KAMPALA– The Ministry of Health has said Uganda is yet to record a case of Monkeypox but says Ugandans must be cautious as the disease has been recorded in 23 non-endemic countries globally and at least eight endemic countries within the African tropical belt that covers Ugandan as well.
“To- date no case of Monkeypox has been registered in Uganda. Eight endemic countries in Africa including DRC have reported an outbreak of Monkey Pox,” Dr. Henry G.Mwebesa, the Director General Health Services.
In a press statement, Mwebesa has urged the general public to remain vigilant and report any suspected patients to the nearest health workers or the Ministry.
He said the Ministry, working with partners, is closely monitoring the evolving situation of the outbreak of the disease in the different parts of the world.
To avoid catching the disease, Mwebesa has advised the public to avoid direct physical contact with an infected person, including avoiding sexual contact with an infected person.
He added those conformed as infected with Monkeypox should isolate themselves at home or in an appropriate facility until the scabs have fallen off.
He said Monkeypox patients must abstain from sex, including oral sex, adding that during this period, patients should be given supportive medical care to ease symptoms such as pain or itchiness.
He urged the public to test for Monkeypox in case one develops a rash, fever,feeling of discomfort.
Monkey Pox is caused by a virus of the same name that is closely related to smallpox, health experts say.

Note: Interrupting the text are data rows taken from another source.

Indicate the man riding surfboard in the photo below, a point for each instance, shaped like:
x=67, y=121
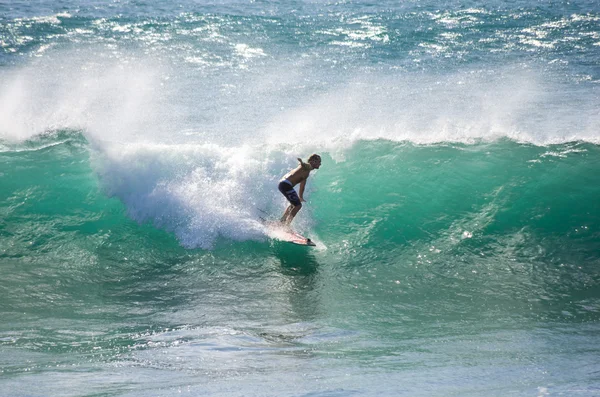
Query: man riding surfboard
x=286, y=186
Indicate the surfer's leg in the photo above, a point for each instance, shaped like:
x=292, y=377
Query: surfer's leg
x=290, y=213
x=295, y=204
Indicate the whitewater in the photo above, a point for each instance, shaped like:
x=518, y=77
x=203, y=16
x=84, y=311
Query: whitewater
x=456, y=211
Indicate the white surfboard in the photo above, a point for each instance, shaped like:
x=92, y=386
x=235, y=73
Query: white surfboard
x=278, y=231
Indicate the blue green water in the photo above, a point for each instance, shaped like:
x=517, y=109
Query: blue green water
x=456, y=212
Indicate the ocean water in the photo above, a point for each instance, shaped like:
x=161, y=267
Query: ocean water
x=456, y=213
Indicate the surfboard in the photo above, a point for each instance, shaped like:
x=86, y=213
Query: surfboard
x=280, y=232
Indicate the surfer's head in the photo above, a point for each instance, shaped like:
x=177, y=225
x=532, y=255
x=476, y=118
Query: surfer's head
x=315, y=161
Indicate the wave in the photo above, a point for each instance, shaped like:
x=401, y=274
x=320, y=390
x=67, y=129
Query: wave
x=381, y=192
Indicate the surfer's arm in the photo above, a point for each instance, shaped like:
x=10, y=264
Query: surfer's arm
x=301, y=193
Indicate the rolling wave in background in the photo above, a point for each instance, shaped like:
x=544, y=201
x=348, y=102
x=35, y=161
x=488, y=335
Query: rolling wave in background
x=456, y=212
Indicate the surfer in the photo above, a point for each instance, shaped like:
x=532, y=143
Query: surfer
x=291, y=179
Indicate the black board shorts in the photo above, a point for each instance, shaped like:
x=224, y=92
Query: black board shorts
x=290, y=194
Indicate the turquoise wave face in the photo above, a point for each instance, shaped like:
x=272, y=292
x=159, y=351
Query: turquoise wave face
x=500, y=219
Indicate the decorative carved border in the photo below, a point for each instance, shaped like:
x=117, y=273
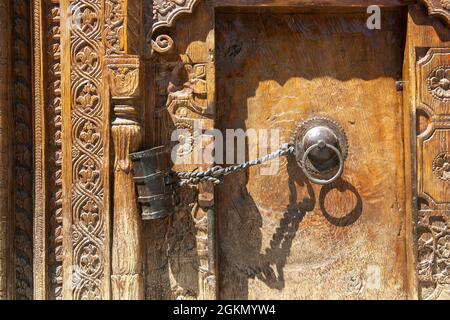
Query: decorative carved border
x=86, y=153
x=5, y=151
x=23, y=148
x=433, y=147
x=438, y=8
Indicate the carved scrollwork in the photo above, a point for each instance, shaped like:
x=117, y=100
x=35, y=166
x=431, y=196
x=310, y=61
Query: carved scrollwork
x=438, y=8
x=165, y=13
x=441, y=166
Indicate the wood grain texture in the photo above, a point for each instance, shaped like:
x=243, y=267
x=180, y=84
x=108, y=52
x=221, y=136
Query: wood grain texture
x=127, y=262
x=281, y=237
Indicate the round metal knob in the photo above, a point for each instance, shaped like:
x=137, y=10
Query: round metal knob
x=321, y=149
x=321, y=145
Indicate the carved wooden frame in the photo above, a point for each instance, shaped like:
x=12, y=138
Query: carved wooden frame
x=55, y=96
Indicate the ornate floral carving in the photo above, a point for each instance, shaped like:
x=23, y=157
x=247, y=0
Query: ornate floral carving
x=87, y=59
x=89, y=98
x=54, y=142
x=90, y=135
x=114, y=27
x=438, y=8
x=90, y=260
x=89, y=215
x=89, y=174
x=186, y=138
x=87, y=159
x=441, y=166
x=123, y=81
x=439, y=83
x=22, y=110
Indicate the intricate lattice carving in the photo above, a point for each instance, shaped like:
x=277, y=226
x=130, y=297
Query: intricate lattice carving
x=23, y=146
x=54, y=144
x=89, y=217
x=114, y=28
x=433, y=265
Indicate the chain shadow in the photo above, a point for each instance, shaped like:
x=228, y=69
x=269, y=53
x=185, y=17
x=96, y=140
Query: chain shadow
x=281, y=241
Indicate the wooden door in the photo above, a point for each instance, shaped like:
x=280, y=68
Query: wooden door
x=281, y=236
x=113, y=77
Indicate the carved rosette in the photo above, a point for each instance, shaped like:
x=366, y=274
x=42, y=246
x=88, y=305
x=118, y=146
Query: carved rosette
x=88, y=215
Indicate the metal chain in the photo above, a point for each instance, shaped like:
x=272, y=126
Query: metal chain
x=216, y=174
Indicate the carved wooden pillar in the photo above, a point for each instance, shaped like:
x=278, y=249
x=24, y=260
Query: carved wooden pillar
x=5, y=148
x=85, y=151
x=127, y=277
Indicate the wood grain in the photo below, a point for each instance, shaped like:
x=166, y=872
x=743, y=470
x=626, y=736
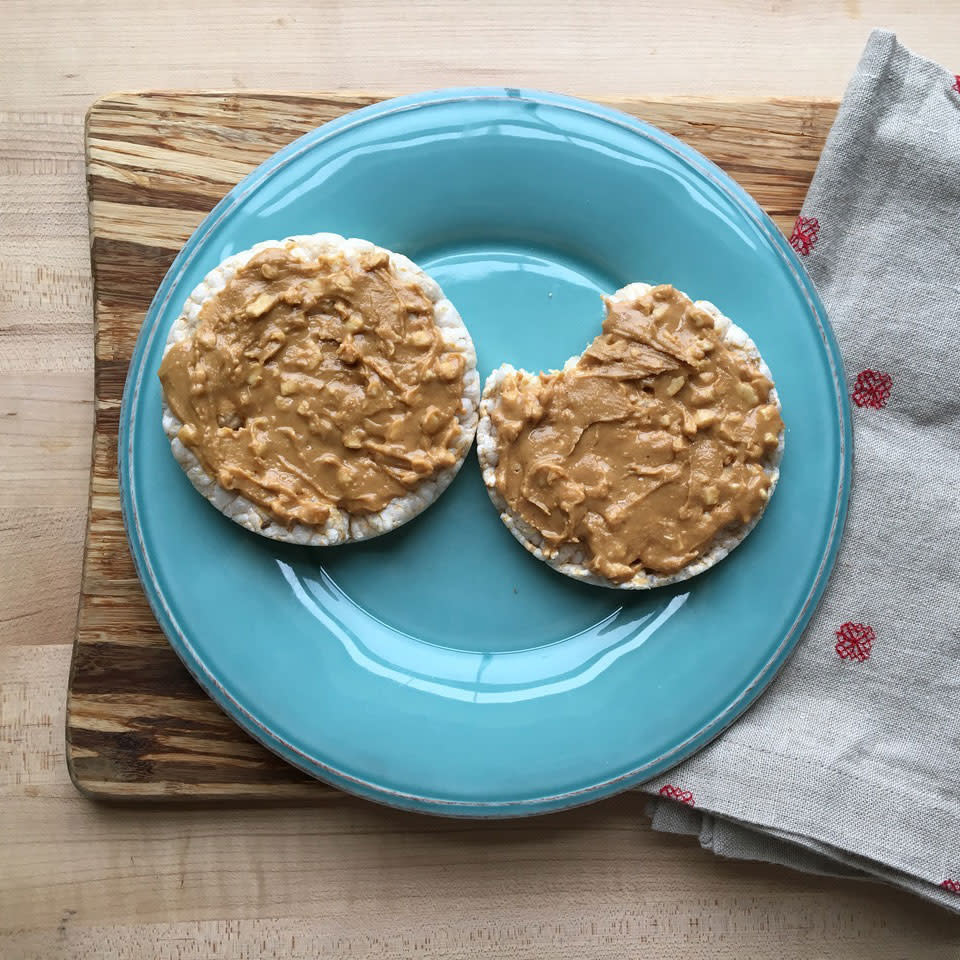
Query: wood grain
x=137, y=724
x=86, y=880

Monkey Pox was first discovered in 1958 when outbreaks of a disease causing a pox were discovered in monkeys held in captivity for research. It was first seen in humans in 1970 in the DRC and it is now endemic in Central and West Africa.
Symptoms for Monkeypox normally appear between five and 13 days after infection, although it can take up to 21 days for them to appear. Early symptoms include fever, headache, muscle ache, backache, swollen lymph nodes, chills and exhaustion.

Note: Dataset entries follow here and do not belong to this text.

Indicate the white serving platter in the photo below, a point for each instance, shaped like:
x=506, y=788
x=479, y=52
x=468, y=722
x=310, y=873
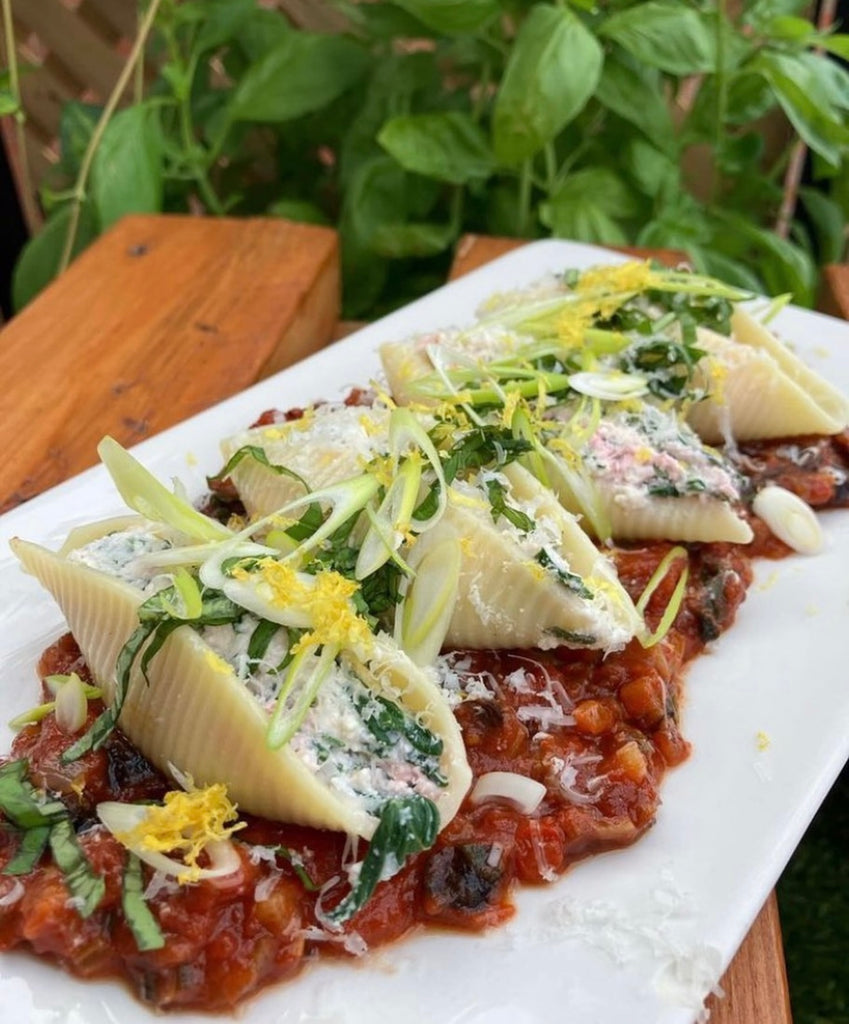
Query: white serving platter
x=637, y=936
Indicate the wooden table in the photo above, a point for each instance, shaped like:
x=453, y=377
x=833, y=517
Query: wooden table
x=165, y=315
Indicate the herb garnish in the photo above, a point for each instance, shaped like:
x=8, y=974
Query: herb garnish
x=571, y=581
x=42, y=822
x=388, y=724
x=408, y=825
x=497, y=494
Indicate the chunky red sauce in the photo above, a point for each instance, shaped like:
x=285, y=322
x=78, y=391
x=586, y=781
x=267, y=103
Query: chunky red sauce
x=599, y=732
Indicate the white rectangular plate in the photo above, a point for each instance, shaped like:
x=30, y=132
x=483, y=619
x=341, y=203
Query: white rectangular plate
x=640, y=935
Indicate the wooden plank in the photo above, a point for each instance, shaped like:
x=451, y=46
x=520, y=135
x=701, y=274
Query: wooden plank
x=43, y=94
x=834, y=297
x=755, y=984
x=88, y=58
x=160, y=318
x=112, y=18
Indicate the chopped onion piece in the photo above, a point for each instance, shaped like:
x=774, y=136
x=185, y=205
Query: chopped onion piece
x=525, y=793
x=791, y=519
x=609, y=385
x=120, y=818
x=72, y=705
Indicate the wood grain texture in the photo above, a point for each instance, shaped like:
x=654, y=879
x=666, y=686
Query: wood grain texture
x=755, y=984
x=834, y=296
x=160, y=318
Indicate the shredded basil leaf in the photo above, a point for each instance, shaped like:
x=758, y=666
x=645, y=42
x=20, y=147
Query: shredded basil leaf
x=388, y=724
x=85, y=886
x=19, y=801
x=32, y=846
x=497, y=494
x=571, y=581
x=408, y=825
x=258, y=455
x=483, y=446
x=568, y=636
x=137, y=913
x=298, y=867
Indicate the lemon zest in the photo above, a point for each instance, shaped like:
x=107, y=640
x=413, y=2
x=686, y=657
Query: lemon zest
x=184, y=823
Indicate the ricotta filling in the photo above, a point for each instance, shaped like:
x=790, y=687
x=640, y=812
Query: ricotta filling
x=345, y=740
x=366, y=748
x=650, y=455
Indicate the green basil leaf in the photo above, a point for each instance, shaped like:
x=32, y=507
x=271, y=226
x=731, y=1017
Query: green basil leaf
x=837, y=44
x=654, y=173
x=299, y=210
x=829, y=223
x=77, y=123
x=784, y=266
x=571, y=581
x=383, y=22
x=127, y=172
x=551, y=73
x=408, y=824
x=452, y=16
x=303, y=73
x=260, y=638
x=497, y=493
x=39, y=260
x=137, y=913
x=19, y=802
x=449, y=146
x=221, y=22
x=397, y=241
x=670, y=36
x=806, y=103
x=589, y=207
x=258, y=455
x=635, y=93
x=727, y=268
x=791, y=28
x=396, y=82
x=85, y=886
x=33, y=844
x=263, y=32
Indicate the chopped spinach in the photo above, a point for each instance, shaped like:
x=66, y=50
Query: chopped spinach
x=408, y=825
x=571, y=581
x=497, y=494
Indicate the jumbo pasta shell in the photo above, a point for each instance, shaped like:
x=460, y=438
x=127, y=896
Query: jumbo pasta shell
x=696, y=518
x=508, y=599
x=328, y=444
x=757, y=388
x=194, y=714
x=404, y=364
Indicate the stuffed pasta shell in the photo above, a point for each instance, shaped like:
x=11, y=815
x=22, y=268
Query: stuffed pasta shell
x=652, y=478
x=197, y=682
x=757, y=388
x=274, y=464
x=528, y=576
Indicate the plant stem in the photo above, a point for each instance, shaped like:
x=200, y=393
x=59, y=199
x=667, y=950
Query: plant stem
x=31, y=211
x=523, y=211
x=796, y=165
x=551, y=167
x=88, y=158
x=721, y=99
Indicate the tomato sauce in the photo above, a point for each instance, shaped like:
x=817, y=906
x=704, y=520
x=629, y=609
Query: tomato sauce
x=599, y=732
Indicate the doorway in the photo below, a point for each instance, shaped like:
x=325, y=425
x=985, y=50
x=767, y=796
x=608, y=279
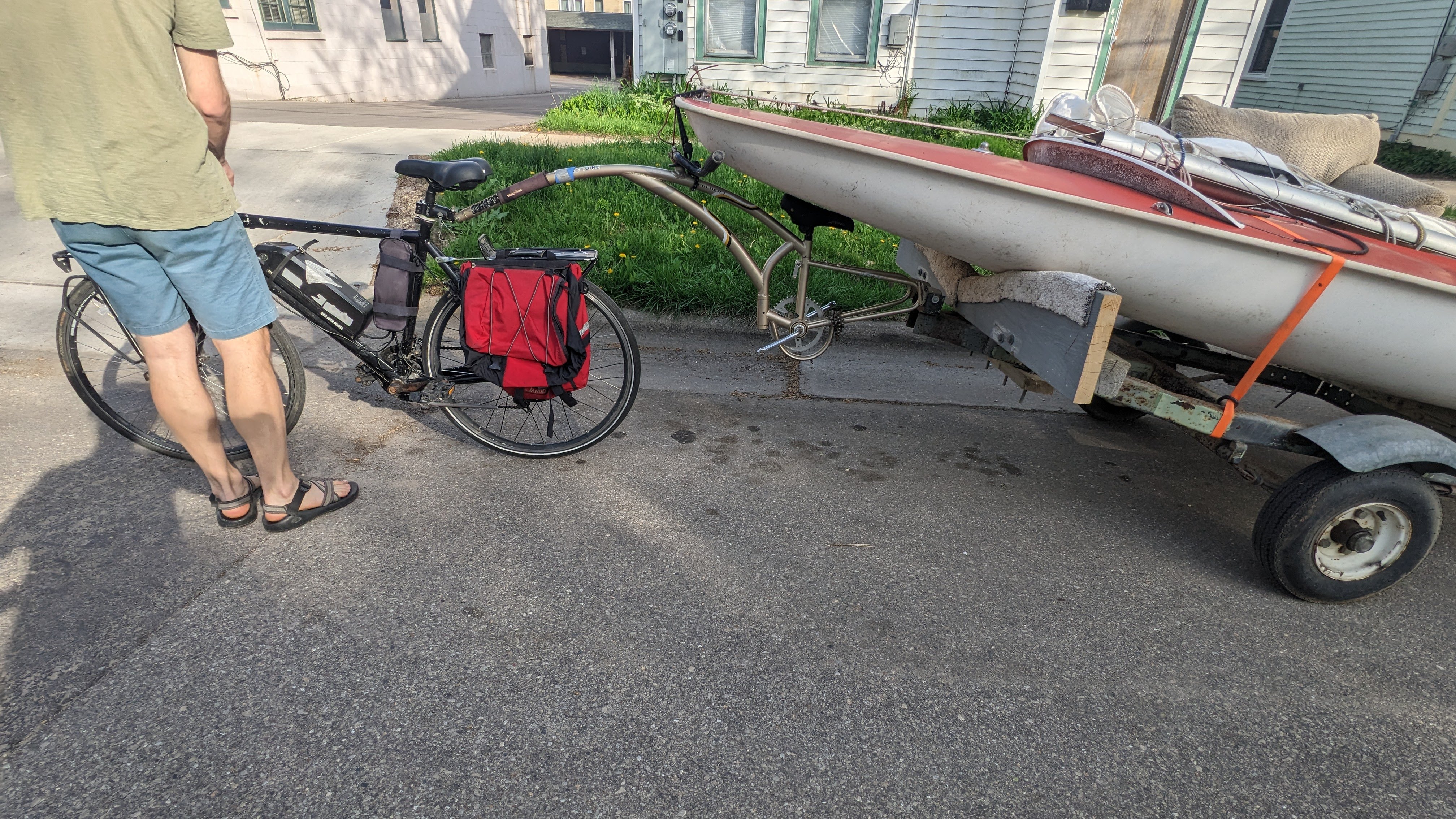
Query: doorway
x=1148, y=49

Once fever has appeared, a rash tends to erupt, concentrated on the face, hands and feet before spreading to other areas of the body. It can spread to the inside of the mouth, the genitals and the cornea. The rash progresses until it forms a scab which falls off, and in some cases large sections of skin can drop off the body.

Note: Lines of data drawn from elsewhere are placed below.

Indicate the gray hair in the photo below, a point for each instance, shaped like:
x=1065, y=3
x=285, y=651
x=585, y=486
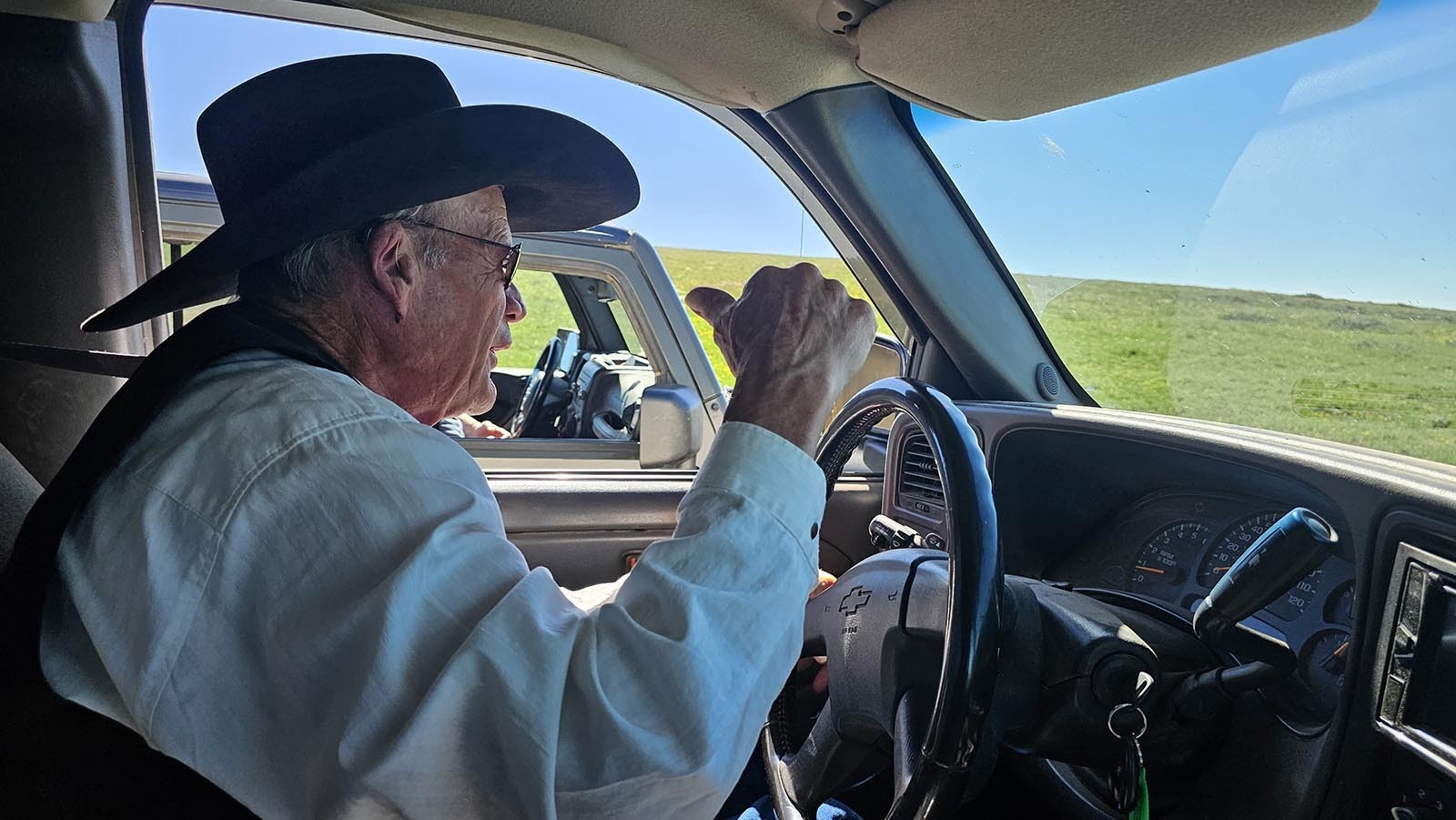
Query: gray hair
x=310, y=271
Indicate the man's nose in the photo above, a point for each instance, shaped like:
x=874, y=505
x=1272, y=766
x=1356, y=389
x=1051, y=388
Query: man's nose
x=514, y=305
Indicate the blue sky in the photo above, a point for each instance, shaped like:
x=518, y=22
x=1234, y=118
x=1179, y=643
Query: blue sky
x=1325, y=167
x=701, y=187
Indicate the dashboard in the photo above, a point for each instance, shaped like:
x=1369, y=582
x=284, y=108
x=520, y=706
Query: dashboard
x=1157, y=509
x=1174, y=546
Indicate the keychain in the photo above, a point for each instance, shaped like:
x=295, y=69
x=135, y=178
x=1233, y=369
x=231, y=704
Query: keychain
x=1127, y=723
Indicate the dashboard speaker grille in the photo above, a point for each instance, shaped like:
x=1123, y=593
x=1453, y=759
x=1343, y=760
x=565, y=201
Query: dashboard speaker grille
x=919, y=477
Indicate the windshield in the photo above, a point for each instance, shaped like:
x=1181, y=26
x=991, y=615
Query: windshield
x=1270, y=242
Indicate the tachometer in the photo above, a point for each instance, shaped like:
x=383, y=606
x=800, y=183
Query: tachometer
x=1162, y=564
x=1232, y=545
x=1322, y=664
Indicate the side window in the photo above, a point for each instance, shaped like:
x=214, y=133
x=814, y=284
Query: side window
x=601, y=302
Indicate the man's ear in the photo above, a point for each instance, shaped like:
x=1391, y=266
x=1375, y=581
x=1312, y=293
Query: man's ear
x=392, y=268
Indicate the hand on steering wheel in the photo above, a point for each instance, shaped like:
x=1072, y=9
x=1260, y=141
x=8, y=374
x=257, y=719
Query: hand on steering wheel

Although symptoms often ease within a month, one in ten cases can be fatal. Children are particularly susceptible.
A global research consultation convened days ago by the World Health Organisation [WHO] R&D Blueprint gathered over 500 experts and more than 2000 participants to discuss knowledge gaps and research priorities for monkeypox, in view of the recent outbreaks of the disease in both endemic and non-endemic countries.
Researchers and high-level experts from all over the world met virtually for two days to review the available evidence on the epidemiology of the virus; its transmission dynamics.
They also discussed the clinical characteristics; one health research; community engagement; and countermeasures for managing the disease, including clinical care, treatments, and vaccines.
They agreed that effective countermeasures should be made available based on where the need was greatest.
Participants agreed that strengthened collaboration among researchers in endemic countries, who have a wealth of experience and data on the disease, along with researchers from other countries, would ensure that scientific knowledge advances more quickly.
Experts underlined the need for expedited studies to better understand the disease epidemiology, its clinical consequences, and the role of various modes of transmission.
In addition, research needs were highlighted such as; comprehensive One Health approach to understand animal-to-human transmission and animal reservoirs; development and evaluation of better diagnostic tools that can be available around the world.
Other areas identified to fight the disease were; improved approaches to communicate and engage communities in affected areas; studies to optimize supportive clinical care; documentation of the best control and treatment practices; and prompt and transparent communication of data and scientific evidence.
Experts also emphasised the need for clinical studies of vaccines and therapeutics to better document their efficacy and understand how to use them in this and future outbreaks.
They also called for implementing without delay public health activities such as communicating prevention information, enhanced disease surveillance, contact tracing, isolation of cases and optimized care of people with the virus, should be used to limit spread and help the people affected, no matter where they are.
This consultation is part of a range of WHO activities in response to this multi-country outbreak.